I'm no MySQL expert, I'll admit it. In fact, right at the top of the post I indicate as such:
In my opinion, I'd use MySQL for anything but the most mission critical applications. I'm not saying MySQL can't handle the most mission critical applications, but I'm not comfortable betting my business on MySQL at this point.Sheeri Kritzer decides to put her own disparaging slant on my post and writes MySQL Is a Great Database, But Do Not Use It???? I posted a comment on the blog clarifying my position on a couple points, but wanted to expound on it a little more here.
First off, I didn't say nor did I imply not to use MySQL. I didn't say anything of the sort. I simply explained where I use MySQL and what kind of applications I use MySQL for. Nowhere in the post did I say MySQL is only good for XYZ type application in every organization.

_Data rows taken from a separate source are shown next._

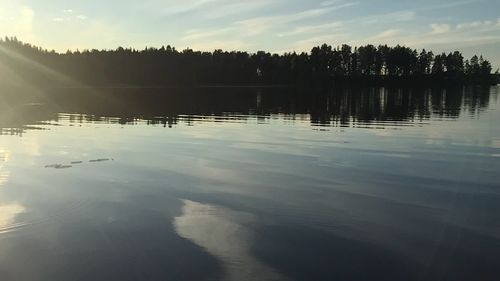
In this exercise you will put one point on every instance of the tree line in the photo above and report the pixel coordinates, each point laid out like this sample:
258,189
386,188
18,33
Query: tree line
167,66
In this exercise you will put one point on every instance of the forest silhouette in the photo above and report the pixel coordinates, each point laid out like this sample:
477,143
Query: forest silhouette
166,67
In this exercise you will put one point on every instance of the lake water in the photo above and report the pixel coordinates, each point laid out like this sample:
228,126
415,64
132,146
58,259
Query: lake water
250,184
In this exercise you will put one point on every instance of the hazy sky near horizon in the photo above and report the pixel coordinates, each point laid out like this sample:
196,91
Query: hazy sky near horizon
472,26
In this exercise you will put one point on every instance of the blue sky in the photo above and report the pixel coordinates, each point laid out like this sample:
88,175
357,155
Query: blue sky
472,26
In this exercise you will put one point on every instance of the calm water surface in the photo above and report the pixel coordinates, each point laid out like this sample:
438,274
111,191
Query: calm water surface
231,184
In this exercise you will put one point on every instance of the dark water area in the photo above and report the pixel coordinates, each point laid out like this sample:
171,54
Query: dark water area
250,184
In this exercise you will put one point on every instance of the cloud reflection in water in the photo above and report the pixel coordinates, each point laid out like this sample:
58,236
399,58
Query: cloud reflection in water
227,235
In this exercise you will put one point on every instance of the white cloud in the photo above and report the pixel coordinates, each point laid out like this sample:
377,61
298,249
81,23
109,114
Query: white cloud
210,45
301,30
474,24
440,28
389,33
259,25
197,34
329,2
399,16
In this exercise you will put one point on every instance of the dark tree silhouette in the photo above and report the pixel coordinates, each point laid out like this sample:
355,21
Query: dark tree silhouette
166,66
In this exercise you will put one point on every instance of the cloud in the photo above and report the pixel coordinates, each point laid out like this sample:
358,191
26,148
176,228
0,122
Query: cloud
199,34
389,33
210,45
329,2
399,16
474,24
301,30
440,28
259,25
17,20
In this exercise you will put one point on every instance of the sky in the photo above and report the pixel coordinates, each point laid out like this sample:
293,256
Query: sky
471,26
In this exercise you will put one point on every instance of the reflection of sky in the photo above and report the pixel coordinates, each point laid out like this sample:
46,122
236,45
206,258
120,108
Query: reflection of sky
397,187
225,234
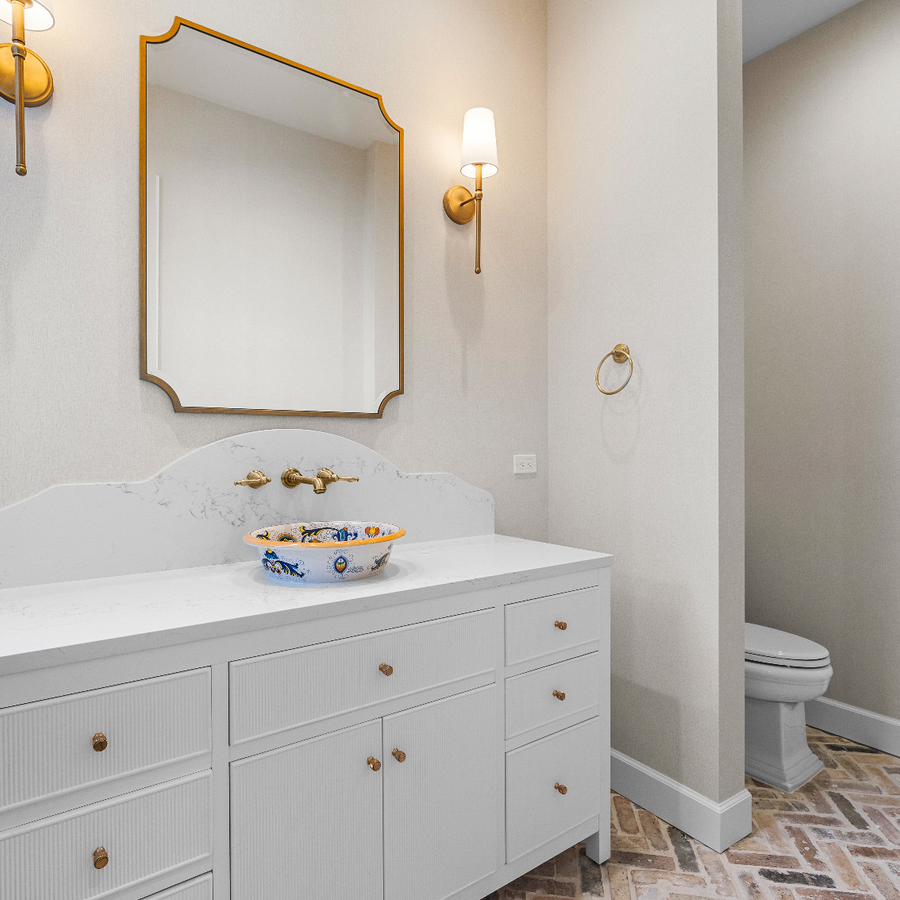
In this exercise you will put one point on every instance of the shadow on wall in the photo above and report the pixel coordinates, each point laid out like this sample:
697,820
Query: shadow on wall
465,289
661,709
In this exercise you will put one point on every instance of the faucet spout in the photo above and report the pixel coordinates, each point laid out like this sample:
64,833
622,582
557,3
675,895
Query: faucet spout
292,477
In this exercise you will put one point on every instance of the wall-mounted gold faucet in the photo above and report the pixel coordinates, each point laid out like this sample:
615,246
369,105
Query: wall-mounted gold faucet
324,477
254,479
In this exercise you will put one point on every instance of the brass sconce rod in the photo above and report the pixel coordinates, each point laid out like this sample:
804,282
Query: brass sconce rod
25,79
19,53
479,150
478,196
476,199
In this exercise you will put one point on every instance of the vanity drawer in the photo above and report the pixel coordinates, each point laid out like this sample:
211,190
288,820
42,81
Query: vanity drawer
535,628
552,693
284,690
195,889
144,834
47,747
536,812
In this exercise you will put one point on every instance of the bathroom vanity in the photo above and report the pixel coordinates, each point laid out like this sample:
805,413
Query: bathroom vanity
432,732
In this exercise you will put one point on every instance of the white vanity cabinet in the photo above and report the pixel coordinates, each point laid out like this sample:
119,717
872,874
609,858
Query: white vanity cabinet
430,734
351,814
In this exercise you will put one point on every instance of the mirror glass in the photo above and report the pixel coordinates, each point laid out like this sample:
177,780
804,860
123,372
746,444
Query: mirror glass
271,230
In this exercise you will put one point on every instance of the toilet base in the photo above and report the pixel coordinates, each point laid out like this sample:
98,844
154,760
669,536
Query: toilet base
775,748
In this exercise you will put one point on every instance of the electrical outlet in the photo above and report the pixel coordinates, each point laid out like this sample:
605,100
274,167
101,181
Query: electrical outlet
524,463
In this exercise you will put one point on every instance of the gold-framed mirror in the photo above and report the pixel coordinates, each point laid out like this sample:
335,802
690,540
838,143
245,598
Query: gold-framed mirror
271,232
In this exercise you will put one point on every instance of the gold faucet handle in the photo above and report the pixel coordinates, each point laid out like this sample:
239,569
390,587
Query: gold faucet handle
329,477
254,479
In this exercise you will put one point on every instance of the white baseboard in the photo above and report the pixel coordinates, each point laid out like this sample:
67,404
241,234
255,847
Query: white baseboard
859,725
718,825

She also goes on to pick apart this paragraph:
Last, but not least, MySQL is suited for data marts ( less than 1TB). Stuffing lots of historical data into denormalized relational tables is what "LOAD DATA LOCAL" is all about. These types of applications aren't needed 24x7 but require snappy response times when queried.
In the third sweet spot, you say MySQL is good at stuffing lots of data into denormalized tables. I’ve been using MySQL for quite a long time, and I missed the part where stuffing lots of data into normalized tables is slow. It’s fast for stuffing lots of data into tables, period.Um, I guess if I stood on my head with one eye closed my paragraph says "MySQL sucks at stuffing lots of data into normalized tables."
Next, we get into a common misconception:
And MySQL isn’t “just as fast as the next guy”. It’s FASTER, otherwise why would people use it, because it’s much less featured than Oracle? This I’ll admit — however, you can code around features. No amount of code can make Oracle faster.
Where, oh where, do I start? I know I use MySQL because it's cheaper. I wouldn't make a blanket statement saying it's FASTER. Sometimes it's faster, sometimes not. All I have to do is come up with one example of where MySQL is slower and the blanket statement is false.
People that have been in this business a little more than a couple years know lots of examples where people think they can code around features. And no amount of code can make Oracle faster? If you treat it like a big black box, then you're probably right. But treat it like a sophisticated piece of software that has it's on intricacies, then yes, code matters.
To Jeff Hunter’s comment I say: Incremental backups exist — that’s what binary logs are....has nothing to do with MySQL, it's a reply to the previous comment about what's missing in Oracle SE vs. EE.
And I purposely didn't make this an Oracle/MySQL comparison. Primarily because I can't say with authority how MySQL behaves. I could bring up the fact that you have to bring down the db just to add a datafile to the InnoDB tablespace, but I'm not 100% sure you can't do that online. I could also bring up the fact that you have to shutdown the database to change the size of your logfiles, but again, I'm not 100% sure that's the only way to do it.
Apparently MySQL is her gig and she's a zealot for the software. That's cool, more power to ya. But don't belittle me because that's not the only thing I use. And if you're going to criticize me, at least have the courtesy of alerting me to the fact that you have done so.